Six of One – La Cena

Six of One - La Cena, 1987, color woodcut, 58 x 70 in, Lent by the artist, © Judy Pfaff

The woodcut La Ceña represents in two dimensions the monochromatic patterns and shapes that comprise the three-dimensional Wallabout. The cluster of organic shapes in the top left corner spills out of the frame, much like the trapezoidal box at Wallabout’s upper left corner, and the mosaic painted onto the frame at its center is similar to the pattern at the left of the print. Both pieces incorporate clusters of patterned shapes and spirals. Pfaff described the images in the Six of One series as “transitional:” they began as literal interpretations of fruits and vegetables, but evolved into abstract organic shapes (Brown, p. 46). Like Yoyogi II, La Ceña combines Japanese influence with a blurred distinction between natural and artificial – a cutout of cherry blossoms blowing in the wind is pasted at the bottom of the print, positioned below what looks like a propeller or turbine. In both style and method, it is a combination of natural and mechanical forms and processes.

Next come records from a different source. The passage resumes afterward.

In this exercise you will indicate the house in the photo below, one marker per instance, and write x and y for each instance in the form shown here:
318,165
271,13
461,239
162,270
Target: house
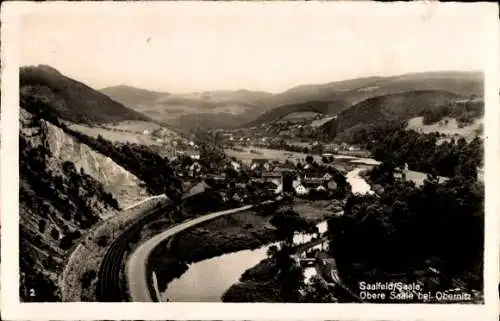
237,197
260,164
321,188
195,167
301,189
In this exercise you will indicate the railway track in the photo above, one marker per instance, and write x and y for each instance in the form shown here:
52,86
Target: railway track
110,287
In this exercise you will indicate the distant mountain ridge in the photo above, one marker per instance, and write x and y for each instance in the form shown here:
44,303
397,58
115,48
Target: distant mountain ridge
235,108
72,100
343,95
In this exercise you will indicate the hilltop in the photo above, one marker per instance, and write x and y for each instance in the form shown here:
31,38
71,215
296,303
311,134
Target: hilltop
192,110
71,100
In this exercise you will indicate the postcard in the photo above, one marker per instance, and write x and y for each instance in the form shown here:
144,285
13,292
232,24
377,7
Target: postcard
235,160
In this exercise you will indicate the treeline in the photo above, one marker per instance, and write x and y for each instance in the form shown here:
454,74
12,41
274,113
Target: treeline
409,232
63,202
464,112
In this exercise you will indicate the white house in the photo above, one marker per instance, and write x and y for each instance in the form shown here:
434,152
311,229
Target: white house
195,167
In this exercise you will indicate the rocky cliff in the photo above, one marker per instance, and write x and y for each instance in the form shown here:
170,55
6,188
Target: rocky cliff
124,186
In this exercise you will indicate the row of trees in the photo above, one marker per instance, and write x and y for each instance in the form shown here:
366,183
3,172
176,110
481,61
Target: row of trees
408,229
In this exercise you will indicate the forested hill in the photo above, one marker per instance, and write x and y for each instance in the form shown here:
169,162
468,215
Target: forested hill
386,109
58,203
71,100
338,96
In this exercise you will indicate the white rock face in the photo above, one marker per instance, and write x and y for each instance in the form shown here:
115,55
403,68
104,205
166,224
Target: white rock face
124,186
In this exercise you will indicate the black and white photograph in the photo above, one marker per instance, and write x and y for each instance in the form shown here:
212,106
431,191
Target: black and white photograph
229,155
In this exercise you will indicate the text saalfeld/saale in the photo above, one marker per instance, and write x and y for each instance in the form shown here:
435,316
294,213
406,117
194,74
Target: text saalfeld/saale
389,286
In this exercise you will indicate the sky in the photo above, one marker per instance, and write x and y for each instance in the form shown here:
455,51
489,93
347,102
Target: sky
184,49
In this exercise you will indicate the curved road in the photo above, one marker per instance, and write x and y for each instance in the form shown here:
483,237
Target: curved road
136,270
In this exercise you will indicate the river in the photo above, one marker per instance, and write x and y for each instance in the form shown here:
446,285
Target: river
207,280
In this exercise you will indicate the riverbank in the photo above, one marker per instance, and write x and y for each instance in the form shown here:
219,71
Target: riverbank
242,231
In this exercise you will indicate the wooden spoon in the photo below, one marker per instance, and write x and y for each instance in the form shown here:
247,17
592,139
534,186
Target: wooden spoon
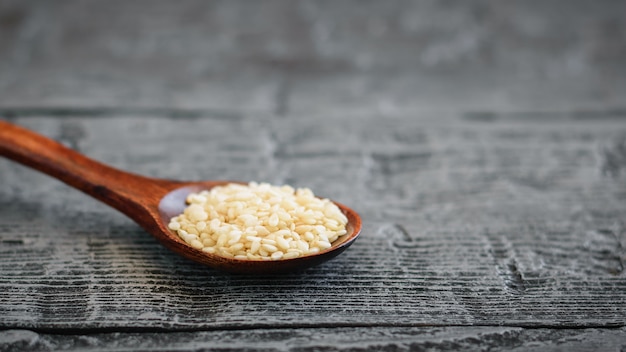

Two years after the Japanese Print Project, Pfaff was invited to Crown Point Press’s San Francisco headquarters to undertake a second collaboration. The result was a set of six woodcuts, the first ever made at that studio, aptly titled Six of One. While the woodblocks used for Yoyogi II were carved by an expert, for this project, Pfaff carved the blocks herself in one of Crown Point’s etching studios, which she transformed into a woodworking shop., The prints in this series were created using as many as sixty small blocks that “fit together like pieces in a jigsaw puzzle” (Brown, p. 44) to create a collage effect. The process of creating these works required a sculptor’s approach: She carved hundreds of individual blocks, proofed them in several colors, and then cut and rearranged the proofs on the shop’s walls and floors to perfect her final designs. They were then printed in multiple sections and pieced together, with additional shapes pasted onto the surface.